The U.S. Senate on Friday unanimously passed a bill to end forced arbitration in sexual assault and sexual harassment cases. The U.S. House of Representatives passed the Ending Forced Arbitration of Sexual Assault and Sexual Harassment Act of 2021 earlier this week. The bill will subsequently head to President Joe Biden’s desk where he is expected to sign the landmark legislation.
“This is among the largest workplace reforms, certainly in our lifetimes,” Sen. Kirsten Gillibrand, (D-N.Y.), told NBC News.
The practice of forced arbitration is a legal-adjacent, quasi-legal or legally-undergirded concept that means exactly what it sounds like.
In instances where someone has a grievance that might otherwise be settled in a lawsuit (via the legal system), certain contractual language will often purport to remove that generally-applicable remedy and replace it with a mandatory, or forced, system of third-party decision-makers. These arbiters perform some activities that are akin to how the judiciary works. They accept evidence, hear testimony from the sides in a dispute, hold hearings (both process- and merit-specific), look at relevant documents, consult legal advisors, and so on.
Differences across various U.S. jurisdictions are enormous and several different forms of arbitration exist. Some arbitration bodies are comprised of an agreed-upon mediator or mediators chosen by the participants. Other times, and frequently, an organization like the American Arbitration Association will already be singled out in contractual language and will basically do all the pre-tribunal work.
Each arbitration ends with an “award” that may or may not be monetary in nature–essentially the equivalent of a judgment in civil court. Such awards are binding on the parties involved in the arbitration and, belying the quasi-legal nature of this secondary system of dispute resolution, typically enforceable through the courts.
Since the #MeToo movement, however, there has been a relentless push by advocates to end the practice of forced arbitration–seeing the prospect of cutting off access to the actual court system as a genuine and concrete example of a power imbalance by wealthy and powerful people and corporations. Nothing hammered home the concept as in situations involving sexual assault, a crime with severe penalties, and sexual harassment, a tort with substantial penalties.
Law&Crime’s Elura Nanos explained the issue in an opinion editorial about shifting corporate practices from early 2018:
Arbitration clauses are common in many contracts – and are by no means universally bad; arbitration often provides a faster and cheaper way for an employer and employee to settle a dispute.

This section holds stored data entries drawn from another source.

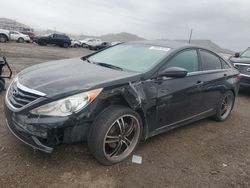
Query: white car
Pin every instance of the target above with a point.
(90, 42)
(4, 35)
(19, 37)
(75, 43)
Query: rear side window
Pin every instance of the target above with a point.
(209, 61)
(187, 59)
(224, 64)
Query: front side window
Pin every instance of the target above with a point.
(246, 53)
(209, 61)
(131, 57)
(187, 60)
(224, 64)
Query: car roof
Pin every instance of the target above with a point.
(166, 43)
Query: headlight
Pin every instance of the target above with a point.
(68, 105)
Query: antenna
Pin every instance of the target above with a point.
(190, 36)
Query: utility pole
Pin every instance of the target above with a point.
(190, 36)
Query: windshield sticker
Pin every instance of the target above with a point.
(159, 48)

In the context of mandatory arbitration clauses, though, it’s not the arbitration that is the problem – it’s the “mandatory.” Given the nature of sexual harassment and assault generally, rules requiring secrecy aren’t universally a good idea. For every victim who is humiliated, pressured, demeaned, or assaulted, there are ten others who may be next. Forcing victims to remain silent risks the personal safety of others.

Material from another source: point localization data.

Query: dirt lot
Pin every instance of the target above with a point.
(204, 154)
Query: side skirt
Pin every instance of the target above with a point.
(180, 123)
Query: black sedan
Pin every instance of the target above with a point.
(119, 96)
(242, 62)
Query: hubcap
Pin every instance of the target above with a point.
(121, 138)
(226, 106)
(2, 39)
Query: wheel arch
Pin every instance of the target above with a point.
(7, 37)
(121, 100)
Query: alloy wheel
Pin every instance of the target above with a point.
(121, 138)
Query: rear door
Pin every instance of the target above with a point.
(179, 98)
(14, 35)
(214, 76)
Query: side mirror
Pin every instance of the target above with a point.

At the time, Uber and Lyft had just ended mandatory arbitration for riders and employees. In late 2017, federal legislation was first introduced to ban forced arbitration in cases of sexual harassment.

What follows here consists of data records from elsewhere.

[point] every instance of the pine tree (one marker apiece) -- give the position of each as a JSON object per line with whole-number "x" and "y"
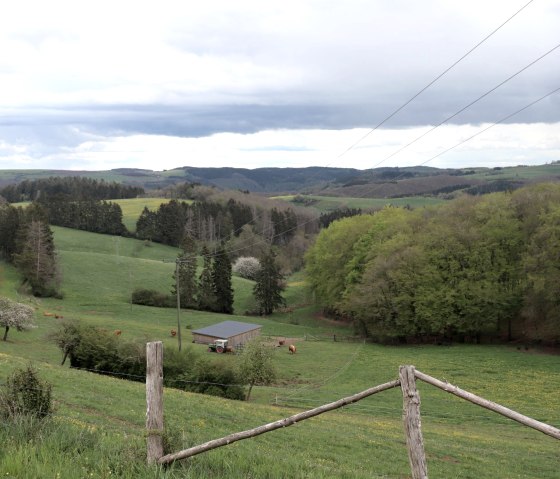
{"x": 37, "y": 261}
{"x": 187, "y": 274}
{"x": 268, "y": 288}
{"x": 206, "y": 294}
{"x": 221, "y": 275}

Several years later, sexual harassment and assault allegations are now precluded from being enforced in forced arbitration provisions. The law will not bar individuals from choosing arbitration if they so desire.
A more comprehensive version of the bill was advanced by the House Judiciary Committee late last year. The Forced Arbitration Injustice Repeal (FAIR) Act would have ended forced arbitration entirely.
Ultimately, congressional Democrats limited the reach of the legislation in order to obtain widespread GOP support.